Culture

Facteur d’orgues : le métier qui défie le temps

Alain Goneau devant un orgue actuellement en construction dans les ateliers de Casavant Frères. Photo Roger Lafrance

Dès qu’on entre dans les bureaux de Casavant Frères, rue Girouard, on se sent gagné par l’emprise du temps. Le moindre recoin du bâtiment est chargé d’histoire. C’est en effet dans ces murs que les frères Claver et Samuel Casavant ont fondé le réputé facteur d’orgues.

Casavant Frères fait tellement partie du paysage maskoutain qu’on finit par oublier sa présence. Et pourtant, des orgues continuent d’être fabriqués en ces lieux historiques, instruments qui défieront eux aussi le temps.

« Les principes de base de la fabrication d’un orgue sont encore pas mal les mêmes qu’autrefois, indique Alain Goneau, directeur tonique. Quand leur père Joseph Casavant a appris le métier, il s’était servi d’un livre publié par un moine en 1776 ou 1778. Ce livre, il m’arrive encore de m’y référer, même s’il est écrit dans un vieux français ! »

Casavant Frères fabrique encore des orgues pour des églises et des salles de concert un peu partout dans le monde, même si les États-Unis constituent toujours son principal marché. Les jours précédents notre entrevue, Alain Goneau était en Corée pour finaliser l’installation d’un orgue.

La fabrication d’un orgue, c’est un métier d’artisans dans sa plus noble expression, que ce soit dans le travail du métal avec la fonderie et la tuyauterie ou du bois (menuiserie et ébénisterie). Car chaque orgue est unique. Tout est conçu et fabriqué sur mesure, pièce par pièce.

« Un des aspects que les gens ont souvent de la difficulté à comprendre, c’est que dans une industrie, tu vas fabriquer une pièce mille fois par exemple. Nous, on fabrique 1000 pièces une seule fois, » résume Alain Goneau.

Casavant conserve précieusement les plans de tous les orgues construits depuis 1879.
Photo Roger Lafrance
 

Fabriquer un orgue peut demander en moyenne 18 mois de travail, mais les délais peuvent être beaucoup plus longs. Chaque projet requiert de nombreuses décisions et réunit de nombreux intervenants qui ont voix au chapitre.

Chaque orgue est monté entièrement dans les installations de Saint-Hyacinthe avant d’être démonté et remonté dans son lieu de destination. Une opération complexe, comme on peut facilement le deviner, surtout qu’elle se déroule à l’autre bout du monde.

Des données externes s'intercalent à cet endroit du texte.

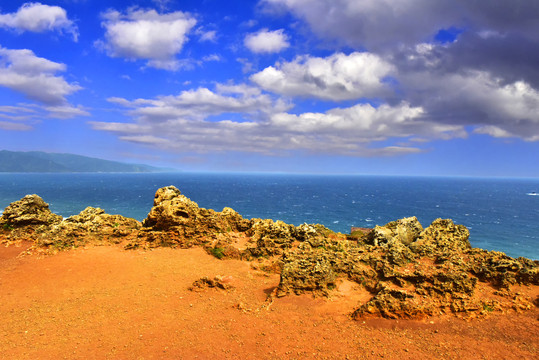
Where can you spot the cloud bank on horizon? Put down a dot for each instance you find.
(274, 78)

À titre d’exemple, l’orgue conçu pour la Maison symphonique de Montréal a nécessité pas moins de 35 000 heures de travail et pas moins de 6489 tuyaux !

Une question d’équilibre

Dans la conception d’un instrument, le facteur d’orgues devra trouver le bon équilibre entre l’aspect visuel, l’aspect mécanique et le son, auquel on peut aussi ajouter la salle où il se trouvera. Évidemment, l’aspect financier est aussi un facteur dont il faudra tenir compte.

« Un bon facteur d’orgues c’est celui qui fera les bons choix au niveau des compromis, » souligne Alain Goneau.

Le défi de la main-d’œuvre est toujours bien présent, reconnaît-il, car il faut beaucoup de temps et d’expérience pour que les artisans puissent développer leur plein potentiel. Surtout dans un monde où la mobilité de la main-d’œuvre est plus que jamais présente. Elle est bien loin l’époque où les artisans passaient 40 ans de leur vie chez Casavant Frères.

Si notre rapport au temps a bien changé depuis 1879, année de la fondation de l’entreprise, avouons que construire un instrument qui va durer plus de 100 ans a aussi son charme.